Years later, as the Covid-19 pandemic hit the world, Andsnes used the downtime to delve deeper into the Poetic Tone Pictures and commune with their stories. He found works of unerring charm and copious instances of Dvorák unfolding an orchestral breadth of color from the piano - in addition to his wickedly exciting use of cross-rhythms and syncopations, in the manner of Czech folk dances.

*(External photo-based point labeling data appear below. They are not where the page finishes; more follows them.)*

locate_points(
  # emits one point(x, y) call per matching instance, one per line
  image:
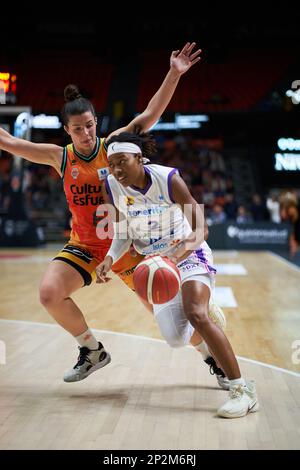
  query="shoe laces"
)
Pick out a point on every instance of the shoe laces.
point(213, 368)
point(83, 356)
point(236, 391)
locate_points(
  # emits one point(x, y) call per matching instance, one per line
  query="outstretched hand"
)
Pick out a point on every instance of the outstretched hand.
point(182, 60)
point(102, 270)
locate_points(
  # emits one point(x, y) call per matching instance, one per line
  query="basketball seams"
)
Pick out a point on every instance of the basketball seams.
point(152, 272)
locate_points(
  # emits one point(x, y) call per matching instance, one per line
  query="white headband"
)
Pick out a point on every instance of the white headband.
point(122, 147)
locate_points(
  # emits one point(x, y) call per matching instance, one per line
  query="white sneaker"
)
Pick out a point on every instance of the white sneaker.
point(217, 315)
point(242, 400)
point(89, 360)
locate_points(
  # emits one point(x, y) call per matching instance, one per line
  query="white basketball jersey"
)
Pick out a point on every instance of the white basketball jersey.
point(155, 223)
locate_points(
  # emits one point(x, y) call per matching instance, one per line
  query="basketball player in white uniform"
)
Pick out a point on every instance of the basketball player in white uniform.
point(151, 203)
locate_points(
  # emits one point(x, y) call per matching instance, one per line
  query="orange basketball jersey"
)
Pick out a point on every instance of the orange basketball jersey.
point(83, 178)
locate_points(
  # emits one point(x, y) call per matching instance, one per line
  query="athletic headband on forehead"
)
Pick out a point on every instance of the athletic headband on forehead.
point(123, 147)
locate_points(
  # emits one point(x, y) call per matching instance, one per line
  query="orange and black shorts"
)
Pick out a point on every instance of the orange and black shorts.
point(86, 260)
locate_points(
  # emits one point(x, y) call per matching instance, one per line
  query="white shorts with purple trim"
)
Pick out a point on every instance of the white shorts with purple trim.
point(198, 266)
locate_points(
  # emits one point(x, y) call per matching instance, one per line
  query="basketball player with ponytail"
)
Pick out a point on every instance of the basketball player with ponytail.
point(83, 166)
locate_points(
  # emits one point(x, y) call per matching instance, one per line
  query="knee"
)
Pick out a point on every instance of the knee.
point(49, 295)
point(177, 337)
point(197, 313)
point(175, 341)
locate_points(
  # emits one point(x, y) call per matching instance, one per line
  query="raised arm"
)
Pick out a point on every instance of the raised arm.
point(180, 62)
point(46, 154)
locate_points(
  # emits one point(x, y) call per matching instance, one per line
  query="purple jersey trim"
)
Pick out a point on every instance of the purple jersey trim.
point(201, 256)
point(170, 189)
point(109, 191)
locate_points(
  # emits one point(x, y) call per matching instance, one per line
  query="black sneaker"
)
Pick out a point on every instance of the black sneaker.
point(89, 360)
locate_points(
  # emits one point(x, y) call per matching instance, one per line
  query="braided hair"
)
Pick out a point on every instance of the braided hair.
point(143, 140)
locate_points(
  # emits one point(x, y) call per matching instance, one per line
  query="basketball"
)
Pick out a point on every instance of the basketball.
point(156, 279)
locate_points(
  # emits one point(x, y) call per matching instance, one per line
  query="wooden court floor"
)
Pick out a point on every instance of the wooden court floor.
point(150, 396)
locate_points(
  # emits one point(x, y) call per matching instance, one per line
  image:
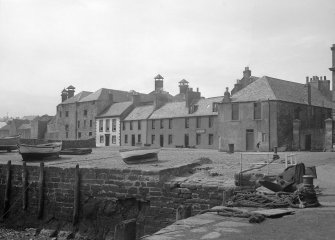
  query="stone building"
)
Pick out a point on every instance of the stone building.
point(275, 113)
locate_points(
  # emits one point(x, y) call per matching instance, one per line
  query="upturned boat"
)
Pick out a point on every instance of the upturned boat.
point(139, 155)
point(9, 143)
point(40, 151)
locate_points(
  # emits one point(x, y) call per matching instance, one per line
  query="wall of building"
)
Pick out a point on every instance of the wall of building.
point(101, 135)
point(106, 196)
point(235, 131)
point(135, 131)
point(312, 122)
point(178, 131)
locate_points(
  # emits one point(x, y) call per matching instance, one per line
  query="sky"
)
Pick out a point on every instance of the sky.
point(47, 45)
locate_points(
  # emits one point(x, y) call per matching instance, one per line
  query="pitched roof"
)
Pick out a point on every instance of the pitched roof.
point(179, 109)
point(267, 88)
point(25, 126)
point(76, 97)
point(115, 109)
point(140, 113)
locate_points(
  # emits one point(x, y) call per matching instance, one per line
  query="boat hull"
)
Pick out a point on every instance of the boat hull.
point(136, 156)
point(9, 143)
point(40, 152)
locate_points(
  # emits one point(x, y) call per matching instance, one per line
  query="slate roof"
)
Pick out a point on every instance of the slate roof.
point(267, 88)
point(25, 126)
point(179, 109)
point(115, 109)
point(140, 113)
point(76, 98)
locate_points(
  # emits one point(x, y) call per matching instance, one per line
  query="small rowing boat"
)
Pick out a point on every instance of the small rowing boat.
point(139, 155)
point(9, 143)
point(40, 151)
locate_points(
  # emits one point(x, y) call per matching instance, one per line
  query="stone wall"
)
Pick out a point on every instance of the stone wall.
point(108, 196)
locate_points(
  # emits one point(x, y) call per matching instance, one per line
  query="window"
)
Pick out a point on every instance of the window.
point(215, 107)
point(235, 112)
point(170, 139)
point(107, 125)
point(210, 122)
point(101, 125)
point(198, 139)
point(263, 137)
point(257, 110)
point(170, 123)
point(113, 125)
point(198, 122)
point(210, 139)
point(187, 122)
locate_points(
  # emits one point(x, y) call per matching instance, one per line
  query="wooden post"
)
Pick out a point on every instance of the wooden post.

.I think he creates unique colours at the piano, and he uses the full range of the piano convincingly, even if he was not a pianist composer’ says Andsnes of Dvorák’s craftsmanship, which the pianist himself captures across a recording of spellbinding focus made at Olavshallen, Trondheim and produced by John Fraser.  
 

From The Guardian

Dvorák’s collection of miniatures is surprisingly little known. This enchanting new recording reveals a composer fascinated by the small complexities of the world around him

Erica Jeal writes… "I love this music and no-one seems to play it.” It’s only a slight exaggeration on Leif Ove Andsnes’s part to say that about Dvorák’s Poetic Tone Pictures; this beautifully recorded release is one of only a handful available, and he is the highest profile of today’s pianists to have recorded this baker’s dozen of miniatures.

You’ll wonder why on earth they have flown under the radar for so long. Evocatively titled individually and often sounding deceptively simple, they come from a similar impulse to that of Schumann’s Kinderszenen, Grieg’s Lyric Pieces or even Mussorgsky’s Pictures at an Exhibition. It’s not certain whether Dvorák wrote them to be performed together as a collection or not, but they work well this way, not because they tell an extended story but because each fits into the sonic context of what comes before.

There’s a once-upon-a-time, scene-setting feel to the opening piece, Twilight Way, its skittish middle section anticipating the lighter restlessness of the next one, Toying. Then comes one of the highlights of the set, In the Old Castle, in which Dvorák constantly keeps the key and our perception shifting: is this place benign or sinister?

Later on there’s a vigorous Furiant – Dvorák’s love of Czech folk-dance rhythms is never far away – and a perky Dance for some unusually sweet-sounding Goblins, who take a rather languorous rest in the middle. There’s a fairytale atmosphere to many of the pieces, but that’s not to say they are simple: Andsnes works hard to make them sound effortless, not least in the crazily fast detail of the 10th piece, Bacchanalia, brilliantly dispatched. These are not cosy children’s pieces: Dvorák’s harmonies and melodies never do quite what one expects, and nothing is purely whimsical. Instead, as with Schumann and Grieg, there’s the sense that one is listening to a composer who is delightfully fascinated by the small complexities of the world around.